Ma nelle scelte amministrative non può entrarci per legge: se anche io gli chiedessi come vede una cosa, commetterei un reato. Che sia chiaro: chi si lancia in dichiarazioni particolari e strane potrebbe risponderne penalmente. Se c’è qualcosa che non va, la colpa è mia. Se qualcosa va bene, il merito è di noi che lavoriamo insieme, portando avanti il programma per cui siamo stati eletti. Sto seguendo un percorso iniziato sei anni fa».

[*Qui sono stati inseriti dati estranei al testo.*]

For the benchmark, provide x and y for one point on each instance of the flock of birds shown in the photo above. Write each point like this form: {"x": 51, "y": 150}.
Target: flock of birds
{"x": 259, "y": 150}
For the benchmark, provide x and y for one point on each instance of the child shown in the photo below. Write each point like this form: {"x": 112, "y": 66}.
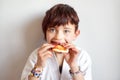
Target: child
{"x": 60, "y": 27}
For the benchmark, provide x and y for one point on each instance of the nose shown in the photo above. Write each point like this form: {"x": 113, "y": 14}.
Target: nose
{"x": 59, "y": 36}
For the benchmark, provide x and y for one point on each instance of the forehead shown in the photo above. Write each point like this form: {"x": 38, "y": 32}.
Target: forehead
{"x": 68, "y": 26}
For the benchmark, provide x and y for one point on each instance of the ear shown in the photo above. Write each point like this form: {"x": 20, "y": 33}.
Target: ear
{"x": 77, "y": 33}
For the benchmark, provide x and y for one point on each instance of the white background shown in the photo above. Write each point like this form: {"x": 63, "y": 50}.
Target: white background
{"x": 20, "y": 34}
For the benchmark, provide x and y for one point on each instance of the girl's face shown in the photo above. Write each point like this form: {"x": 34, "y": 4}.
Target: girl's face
{"x": 61, "y": 34}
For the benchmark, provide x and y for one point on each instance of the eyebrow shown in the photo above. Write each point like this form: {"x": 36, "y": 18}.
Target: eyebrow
{"x": 67, "y": 28}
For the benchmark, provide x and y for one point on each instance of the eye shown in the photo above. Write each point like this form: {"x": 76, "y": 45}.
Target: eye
{"x": 66, "y": 31}
{"x": 51, "y": 30}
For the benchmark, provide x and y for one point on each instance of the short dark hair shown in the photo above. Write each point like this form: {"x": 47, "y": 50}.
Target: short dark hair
{"x": 60, "y": 14}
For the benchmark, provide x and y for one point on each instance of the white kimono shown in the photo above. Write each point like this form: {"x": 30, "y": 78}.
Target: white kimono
{"x": 51, "y": 70}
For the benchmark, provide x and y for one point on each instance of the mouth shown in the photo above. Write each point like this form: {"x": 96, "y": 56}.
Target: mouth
{"x": 57, "y": 43}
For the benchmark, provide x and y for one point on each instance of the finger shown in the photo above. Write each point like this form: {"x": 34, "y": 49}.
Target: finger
{"x": 45, "y": 48}
{"x": 48, "y": 54}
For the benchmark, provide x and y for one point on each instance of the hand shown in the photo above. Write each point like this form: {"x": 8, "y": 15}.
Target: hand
{"x": 44, "y": 53}
{"x": 72, "y": 55}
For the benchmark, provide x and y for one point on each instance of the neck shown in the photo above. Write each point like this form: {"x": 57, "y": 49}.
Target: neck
{"x": 60, "y": 58}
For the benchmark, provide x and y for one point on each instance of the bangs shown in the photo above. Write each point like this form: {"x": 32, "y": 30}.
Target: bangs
{"x": 60, "y": 20}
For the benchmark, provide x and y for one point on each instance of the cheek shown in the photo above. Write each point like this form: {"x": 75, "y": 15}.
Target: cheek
{"x": 49, "y": 37}
{"x": 69, "y": 38}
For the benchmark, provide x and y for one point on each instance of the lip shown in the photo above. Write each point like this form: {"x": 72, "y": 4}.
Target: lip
{"x": 57, "y": 42}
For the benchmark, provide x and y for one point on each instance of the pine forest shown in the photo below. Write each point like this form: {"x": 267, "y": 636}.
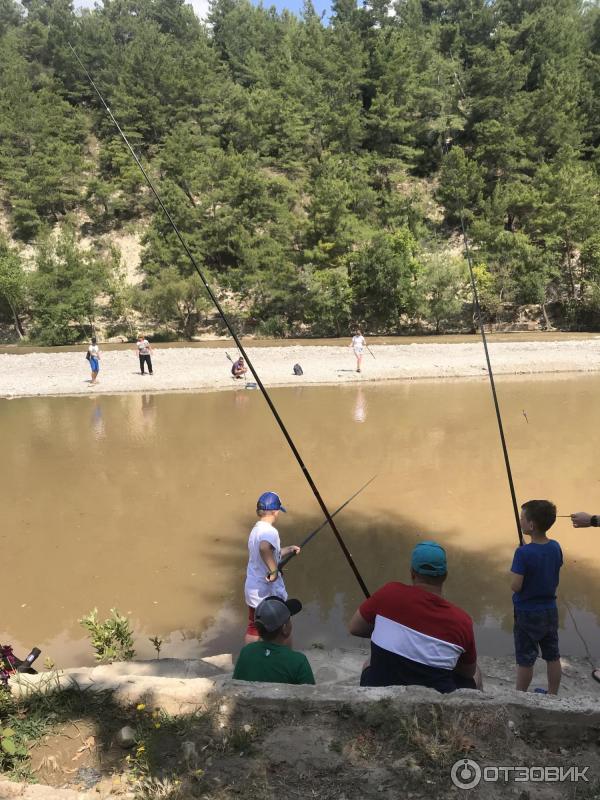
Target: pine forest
{"x": 320, "y": 169}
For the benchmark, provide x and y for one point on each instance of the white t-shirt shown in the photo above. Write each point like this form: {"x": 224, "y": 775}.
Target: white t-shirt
{"x": 257, "y": 587}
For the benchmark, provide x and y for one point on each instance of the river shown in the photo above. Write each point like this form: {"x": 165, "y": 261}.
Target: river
{"x": 144, "y": 502}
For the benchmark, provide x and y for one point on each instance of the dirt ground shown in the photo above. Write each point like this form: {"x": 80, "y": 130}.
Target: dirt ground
{"x": 207, "y": 369}
{"x": 331, "y": 753}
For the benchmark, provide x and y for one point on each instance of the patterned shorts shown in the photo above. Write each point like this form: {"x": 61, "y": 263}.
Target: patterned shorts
{"x": 536, "y": 631}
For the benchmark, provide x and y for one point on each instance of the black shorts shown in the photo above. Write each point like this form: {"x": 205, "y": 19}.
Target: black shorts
{"x": 536, "y": 631}
{"x": 449, "y": 683}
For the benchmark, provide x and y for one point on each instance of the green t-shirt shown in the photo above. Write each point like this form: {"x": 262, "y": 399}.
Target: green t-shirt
{"x": 272, "y": 663}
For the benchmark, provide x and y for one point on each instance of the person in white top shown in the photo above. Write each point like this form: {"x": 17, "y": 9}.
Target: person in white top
{"x": 93, "y": 356}
{"x": 358, "y": 344}
{"x": 144, "y": 352}
{"x": 263, "y": 578}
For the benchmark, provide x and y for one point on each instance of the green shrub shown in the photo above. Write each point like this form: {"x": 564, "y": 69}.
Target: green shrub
{"x": 112, "y": 639}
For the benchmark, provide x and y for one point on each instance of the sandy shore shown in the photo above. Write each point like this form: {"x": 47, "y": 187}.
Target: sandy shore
{"x": 192, "y": 369}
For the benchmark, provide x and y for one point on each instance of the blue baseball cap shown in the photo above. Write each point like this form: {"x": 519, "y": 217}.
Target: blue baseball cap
{"x": 269, "y": 501}
{"x": 429, "y": 558}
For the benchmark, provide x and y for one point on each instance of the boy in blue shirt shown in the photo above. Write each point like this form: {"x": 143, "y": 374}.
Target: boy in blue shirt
{"x": 535, "y": 570}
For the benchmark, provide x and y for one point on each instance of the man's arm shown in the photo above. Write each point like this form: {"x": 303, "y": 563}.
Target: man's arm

Sta pensando di candidarsi alle prossime Politiche?
«Per me oggi non è il momento di pensare al mio futuro personale quando è in gioco c’è quello della città. Il mio compito è portare avanti la baracca per 18 mesi. Alla fine non sarò più io a decidere se dovrò restare a fare il vicesindaco e l’assessore per conto di Italia Viva, ma lo stabilirà il mio partito. Alla fine dell’esperienza amministrativa potrei tranquillamente mettermi da parte perché ho dato più di quello che ho ricevuto dalla politica. Ma visto che la politica è una malattia e confesso di esserne patologicamente affetto, dico che non si esclude nulla. Ma non è un pensiero che ho adesso».